En même temps il leva sa main droite, où pendait un long pli de
saucisse, désignant à l’âne le fond de la cuisine. La pauvre bête, les
oreilles basses, la queue entre les deux cuisses comme après quelque
horion, s’éloigna, et finalement disparut dans l’ombre d’un arceau.
 
L’ermite retourna les chardonnerets, serra les brochettes l’une contre
l’autre, maintenant que le feu en avait réduit le volume, et installa
la saucisse sur le gril.
 
C’est de la saucisse de Saint-Gervais, dit-il, me la montrant du
doigt. Remarque si elle est ronde et fraîche! Il n’y a pas une mie de
pain là-dedans, c’est tout cochon et pur cochon. Ah! bien oui, du pain
et des œufs dans la saucisse! On ne connaît pas cette fabrication-là
à Saint-Gervais... A Murat, on arrange des andouillettes si bonnes
qu’on en mangerait sans fin jusqu’aux portes de l’enfer. A Douch,
les boudins sont excellents. A Rosis, avec les oreilles du porc, on
fait des fromages de chair qui vous remontent l’appétit. Mais pour la
saucisse, vois-tu, mon fillot, il n’y a que Saint-Gervais.
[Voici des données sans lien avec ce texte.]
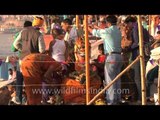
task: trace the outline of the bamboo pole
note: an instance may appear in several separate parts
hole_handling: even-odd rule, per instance
[[[110,86],[112,86],[127,70],[129,70],[140,59],[138,56],[130,65],[128,65],[121,73],[119,73],[103,90],[101,90],[87,105],[92,104],[102,93],[104,93]]]
[[[76,27],[78,28],[79,27],[79,16],[76,15]]]
[[[149,32],[149,34],[151,34],[151,17],[152,17],[152,15],[148,15],[148,22],[149,22],[149,24],[148,24],[148,32]]]
[[[89,73],[89,39],[88,39],[88,16],[84,15],[85,27],[85,65],[86,65],[86,104],[90,101],[90,73]]]
[[[139,51],[140,51],[140,68],[141,68],[141,90],[142,90],[142,105],[146,105],[146,83],[145,83],[145,63],[143,51],[143,31],[142,21],[138,15],[138,35],[139,35]]]
[[[159,70],[158,70],[158,90],[157,91],[158,91],[158,105],[160,105],[160,63],[159,63]]]

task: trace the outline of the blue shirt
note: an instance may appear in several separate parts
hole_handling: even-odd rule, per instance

J’ai quêté
celle-ci dans le courant de janvier, vers la semaine des Rois, chez une
fournière qui demeure au bord de la rivière de Mare. Elle s’appelle
Agathe Molinier, ou _Gathon_ tout simplement. Il lui reste encore deux
jambons pendus à une poutrelle. Enfin, on verra plus tard pour ces
jambons.
 
Il retourna la saucisse.
 
Il reprit:
 
Quelle femme, cette Gathon Molinier! religieuse comme une image, et
donnante comme la main du bon Dieu qui remplit le bec à sa créature
chaque matin... Ça me remet dans l’idée que cette brave dévote de
Saint-Gervaiselle ne me renvoya jamais besace videm’a donné une
bouteille de frontignan. En voilà du vin qui vous feutre chaudement
l’estomac! Le mari de Gathon, Jacques Molinier, un raccoutreur de
barriques et de tonneaux, en retournant de par là-bas d’une ville
marinière qui s’appelle Mèze, lui avait rapporté cette fiole. Nous la
boirons à sa santé. Je n’ai pas chaque jour à ma table le neveu de M.
le curé des Aires!
 
Il s’en alla de nouveau.
 
J’entendais encore le pas de Barnabé sur les marches retentissantes
de la cave, quand il se produisit dans la cuisine un événement qui
manqua de me faire perdre la tête. Les braises où venaient de rôtir
doucettement les chardonnerets, imbibées de graisse par la grosse
saucisse de Saint-Gervais, laquelle rendait du jus par tous les
pores, s’enflammèrent. En moins d’une seconde, tout disparut dans un
effroyable incendie, qui non-seulement embrasait le gril, mais s’était
encore répandu jusqu’aux pierres du foyer, humides et fumantes.
 
Barnabé! Barnabé! m’écriai-je au désespoir.
 
Il m’entendit et remonta quatre à quatre.
 
Miséricorde! fit-il.
 
Il sauta sur le gril, souffla, souffla, souffla si fort et si dur
que les flammes cédèrent. La saucisse de Gathon Molinier et les
chardonnerets du verger apparurent légèrement charbonnés.
 
Cela leur vaut une flambée, dit le Frère, renversant le gril sur le
plat... A table, mon garçonnet!
 
Tandis que, d’une dent indolente, peu convaincue, je m’exerçais sur la
saucisse de Saint-Gervais, Barnabé avala deux brochettes. Il fallait
voir avec quel entrain il dépêchait la besogne. Une bête pour une
bouchée, et je néglige les gros morceaux de pain qu’il engloutissait
avec les oiseaux.
 
Allons donc, me répétait-il, allons donc, mange. Nous ne sommes pas
ici pour compter les solives du plafond.
 
Il est clair que, n’ayant aucune faim,le chocolat de mon oncle me
remplissait encore l’estomac,je faisais assez piètre mine au repas.
Du reste, pourquoi ne point avouer que la saucisse de Gathon Molinier
ne stimulait en aucune façon mon appétit? Je regardais dans le vide,
portant les yeux tantôt aux murailles, tantôt sur Barnabé, surtout vers
la porte par laquelle Baptiste venait de disparaître sous les arceaux.
 
Si tu ne peux mordre à la pitance, bois un coup alors, me dit le
Frère entre deux pauvres linottes qu’il engouffra comme des noisettes.
 
Et, me remplissant le verre de frontignan, lequel coulait sans bruit
comme l’huile d’or de la plaine:
 
Vois-tu, mon pétiot, me dit-il, je suis de l’avis de Barthélemy
Pigassou, l’ermite de Saint-Raphaël: le vin est ce qu’il y a de
meilleur dans la vie de ce monde. Le frontignan, voilà un vrai paradis!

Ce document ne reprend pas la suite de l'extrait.